Las cuestiones que van desfilando por el libro de Braunstein son numerosas y se agrupan en torno a tres grandes temas: género, animalismo y bioética, este último prestando especial atención al infanticidio (“aborto postnatal” lo llaman) y a las condiciones para declarar muerta a una persona y así poder disponer de sus órganos. Las falsas historias sobre las que se construye la ideología de género, el desprecio al cuerpo de la neognóstica Butler, la “amputamanía” o la abierta defensa de las relaciones sexuales con animales (siempre y cuando sean consentidas y “mutuamente satisfactorias” para todas las partes) darían para artículos enteros. Pero quiero señalar un aspecto que cita Braunstein y que me parece clave.

Anta tanta locura, la reacción natural de muchos es pensar que a él no le afecta. Que piensen lo que quieran, que deliren cuanto deseen, todas esas tonterías no nos afectan a la gente normal y sensata que, a pesar de todo, seguimos siendo una gran mayoría.

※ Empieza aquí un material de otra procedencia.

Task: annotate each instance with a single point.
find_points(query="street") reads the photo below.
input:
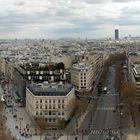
(105, 119)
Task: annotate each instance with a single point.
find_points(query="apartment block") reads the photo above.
(54, 102)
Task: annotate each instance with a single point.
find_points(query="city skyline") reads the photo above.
(61, 18)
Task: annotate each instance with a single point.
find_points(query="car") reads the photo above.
(108, 92)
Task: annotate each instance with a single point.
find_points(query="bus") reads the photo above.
(105, 90)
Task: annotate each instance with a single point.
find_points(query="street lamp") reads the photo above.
(20, 119)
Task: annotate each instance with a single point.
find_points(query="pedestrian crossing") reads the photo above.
(105, 108)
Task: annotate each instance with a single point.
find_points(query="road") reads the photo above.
(105, 120)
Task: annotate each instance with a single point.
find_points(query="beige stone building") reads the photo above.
(54, 102)
(84, 74)
(82, 77)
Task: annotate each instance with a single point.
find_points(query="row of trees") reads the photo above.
(4, 133)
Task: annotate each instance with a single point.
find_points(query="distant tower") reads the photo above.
(116, 34)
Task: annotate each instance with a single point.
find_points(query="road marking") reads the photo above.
(112, 95)
(105, 108)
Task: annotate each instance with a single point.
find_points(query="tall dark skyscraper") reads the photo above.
(116, 34)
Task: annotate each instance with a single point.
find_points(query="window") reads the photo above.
(58, 106)
(49, 106)
(53, 106)
(50, 113)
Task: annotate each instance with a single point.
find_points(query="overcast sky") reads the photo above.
(68, 18)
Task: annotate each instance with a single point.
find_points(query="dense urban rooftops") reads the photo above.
(50, 89)
(47, 66)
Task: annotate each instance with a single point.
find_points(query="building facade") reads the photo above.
(54, 102)
(28, 73)
(82, 77)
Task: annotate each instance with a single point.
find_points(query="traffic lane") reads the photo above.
(97, 125)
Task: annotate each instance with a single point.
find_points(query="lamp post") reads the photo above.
(20, 119)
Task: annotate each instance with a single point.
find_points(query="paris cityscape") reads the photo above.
(70, 70)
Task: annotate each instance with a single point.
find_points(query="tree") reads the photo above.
(60, 65)
(128, 93)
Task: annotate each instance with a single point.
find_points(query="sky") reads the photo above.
(68, 18)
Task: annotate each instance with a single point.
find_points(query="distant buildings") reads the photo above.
(54, 102)
(116, 34)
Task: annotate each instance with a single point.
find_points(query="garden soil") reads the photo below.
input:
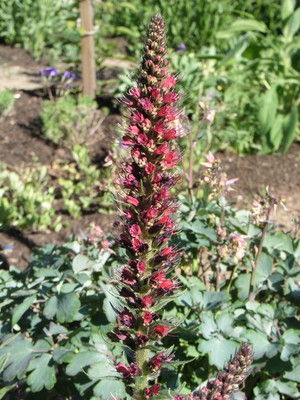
(21, 140)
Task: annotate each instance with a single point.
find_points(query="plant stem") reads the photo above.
(258, 254)
(141, 381)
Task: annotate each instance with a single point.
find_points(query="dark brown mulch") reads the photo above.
(21, 139)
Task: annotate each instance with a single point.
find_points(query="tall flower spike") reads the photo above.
(146, 179)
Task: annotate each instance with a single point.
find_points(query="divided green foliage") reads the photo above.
(56, 314)
(50, 337)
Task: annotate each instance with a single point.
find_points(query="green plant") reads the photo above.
(70, 120)
(27, 199)
(79, 184)
(45, 29)
(7, 101)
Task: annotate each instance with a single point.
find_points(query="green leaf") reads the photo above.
(64, 306)
(292, 26)
(287, 8)
(290, 126)
(276, 132)
(82, 360)
(260, 343)
(20, 309)
(243, 25)
(264, 268)
(219, 350)
(109, 388)
(43, 374)
(294, 374)
(20, 354)
(5, 390)
(267, 110)
(291, 339)
(81, 263)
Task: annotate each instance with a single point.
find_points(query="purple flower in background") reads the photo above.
(69, 75)
(181, 47)
(49, 72)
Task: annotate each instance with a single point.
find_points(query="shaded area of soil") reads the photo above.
(21, 139)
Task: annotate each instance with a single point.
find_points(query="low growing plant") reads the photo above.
(7, 101)
(70, 120)
(27, 199)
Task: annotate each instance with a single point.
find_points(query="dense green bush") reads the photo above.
(57, 313)
(42, 27)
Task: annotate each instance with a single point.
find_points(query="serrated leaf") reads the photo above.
(267, 110)
(5, 390)
(105, 389)
(291, 339)
(81, 263)
(218, 349)
(64, 306)
(293, 25)
(43, 374)
(264, 268)
(287, 8)
(290, 126)
(260, 343)
(84, 359)
(276, 132)
(20, 309)
(20, 354)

Pero cuidado, advierte Braunstein al abordar el tema de la fluidez del género, cuando se separa la identidad de todo sustrato corporal, “dicha identidad se convierte en algo puramente «declarativo» y pasa a depender del reconocimiento y la aceptación por el entorno de la elección adoptada”. Y esto es fundamental. No les basta con afirmar que son tal o cual cosa: necesitan que el resto lo reconozcamos. Sin nuestro reconocimiento explícito sus declaraciones no tienen valor alguno. Por eso no nos pueden dejar tranquilos, nos obligarán a posicionarnos ante sus pretensiones porque, de otra manera, no serían nada, proclamas al viento que nadie escucharía. Y añade Braunstein: “de ahí la loca tendencia de los trans de toda índole a buscar que otros les garanticen la nueva identidad que pretenden haber adquirido”. Y esos otros somos todos nosotros.

Concluye nuestro autor: “habrá que requerir también la garantía de la lengua, que es la encargada de validar esas invenciones transgénero, e incluso la del Estado, que tiene la obligación de proveer de un estatus a las identidades más improbables”.  Se entiende ahora que la actitud, tan extendida, de considerar las pretensiones de género o animalistas como algo que no nos afecta es un planteamiento erróneo. Nos afectará, lo queramos o no, porque por su propia naturaleza necesitan de nuestra aprobación pública. Tendremos que hablar y comportarnos de acuerdo a esas delirantes pretensiones y no hacerlo será perseguido por el Estado como un crimen de odiosa discriminación. No son opiniones catastrofistas, es de pura lógica. Ya estamos en ello y, si no se desmontan las bases de tales pretensiones, esta dinámica será cada vez más invasiva hasta no dejar ni un espacio libre para la cordura.